What the Smoke Taught

It is easy, from our vantage point, to flatten this history into caricature: villains in stovepipe hats belching coal; heroes in white coats waving data. The truth is messier and more human. The wartime smoke policy was born in fear and pragmatism, a gambit in a game with existential stakes. The NSAS, stubborn and right about the long run, had to swallow secrecy, ration paper, and negotiate with officials who shared their patriotism but not their priorities. Local inspectors tried to enforce laws without staff. Factory owners burned what coal arrived. Pilots flew through haze.

And yet, between the letters and the charts, something enduring took shape: a new way of talking about air, rights, and responsibility. The NSAS made the case that cleanliness was not a luxury but a civic duty; that “dirt” was “matter in the wrong place”; that waste warmed the sky and starved the war machine; that equipment could be better; that law could help. Even the state’s smoke screens, perverse as they seem, acknowledged air as a medium of strategy—something that mattered enough to be engineered.

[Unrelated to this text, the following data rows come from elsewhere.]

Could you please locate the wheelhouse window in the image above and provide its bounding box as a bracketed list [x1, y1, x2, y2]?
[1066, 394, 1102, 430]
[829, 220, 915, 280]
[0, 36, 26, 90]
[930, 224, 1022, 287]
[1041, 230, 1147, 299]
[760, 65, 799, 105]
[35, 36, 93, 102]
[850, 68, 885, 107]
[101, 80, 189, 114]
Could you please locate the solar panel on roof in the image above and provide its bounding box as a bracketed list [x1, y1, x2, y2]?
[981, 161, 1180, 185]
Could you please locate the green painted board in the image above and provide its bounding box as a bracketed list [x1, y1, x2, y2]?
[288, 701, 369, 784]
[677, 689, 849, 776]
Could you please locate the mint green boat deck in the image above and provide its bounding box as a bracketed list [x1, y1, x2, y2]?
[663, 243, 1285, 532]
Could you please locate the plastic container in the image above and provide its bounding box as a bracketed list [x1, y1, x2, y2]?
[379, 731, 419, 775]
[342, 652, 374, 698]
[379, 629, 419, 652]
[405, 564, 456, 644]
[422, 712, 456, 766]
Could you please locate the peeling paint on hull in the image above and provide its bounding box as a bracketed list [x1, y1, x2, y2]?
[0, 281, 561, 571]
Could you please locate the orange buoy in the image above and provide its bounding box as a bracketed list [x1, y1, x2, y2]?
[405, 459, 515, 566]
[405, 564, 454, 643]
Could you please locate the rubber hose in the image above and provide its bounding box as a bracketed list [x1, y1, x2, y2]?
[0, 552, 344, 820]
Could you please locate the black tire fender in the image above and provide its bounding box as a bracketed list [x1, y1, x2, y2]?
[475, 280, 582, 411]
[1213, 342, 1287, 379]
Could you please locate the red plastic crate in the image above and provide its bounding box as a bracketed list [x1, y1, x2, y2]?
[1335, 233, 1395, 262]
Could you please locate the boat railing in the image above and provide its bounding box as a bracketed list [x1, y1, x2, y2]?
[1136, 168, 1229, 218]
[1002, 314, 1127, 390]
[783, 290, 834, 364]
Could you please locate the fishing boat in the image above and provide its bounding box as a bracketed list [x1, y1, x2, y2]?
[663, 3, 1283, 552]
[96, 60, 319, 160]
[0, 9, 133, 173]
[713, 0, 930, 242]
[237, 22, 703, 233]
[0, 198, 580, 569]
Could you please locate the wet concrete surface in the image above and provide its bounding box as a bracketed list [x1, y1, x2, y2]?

When the war ended, the NSAS asked a simple question with radical consequences: If we can organise to fill the sky with smoke, why can’t we organise to clear it?


Epilogue: Horseferry House and a Long Arc

There is a fitting footnote to this saga. Horseferry House in Pimlico—wartime home of the Smoke Production Division—later, for a period, housed the Environment Agency. Bureaucratic addresses change, but the arc is suggestive: from learning to make smoke to learning how not to.

The long arc of Britain’s clean-air story bends through Buxton’s committee rooms, past the circulars that summoned moonlit smokes, across the clipped minutes of cautious meetings, through factory gates and lab benches, to the green ink of the Clean Air Act. It bends through adverts that made chemistry patriotic, through numbers extracted from stained filters, through pilots’ squinting descents into yellow haze. It bends, finally, to a present where air is measured, modelled, and—though still contested—more carefully guarded.

The smog of war has lifted. The lesson remains: what we put into the air shapes more than the skyline; it shapes the kind of country we are.


Key Takeaway

Britain’s wartime smoke screens turned pollution into camouflage, colliding with a decade of progress by the National Smoke Abatement Society. The clash sharpened the nation’s understanding of air as both a strategic asset and a shared resource—setting the table for postwar reforms and, ultimately, the Clean Air Act of 1956.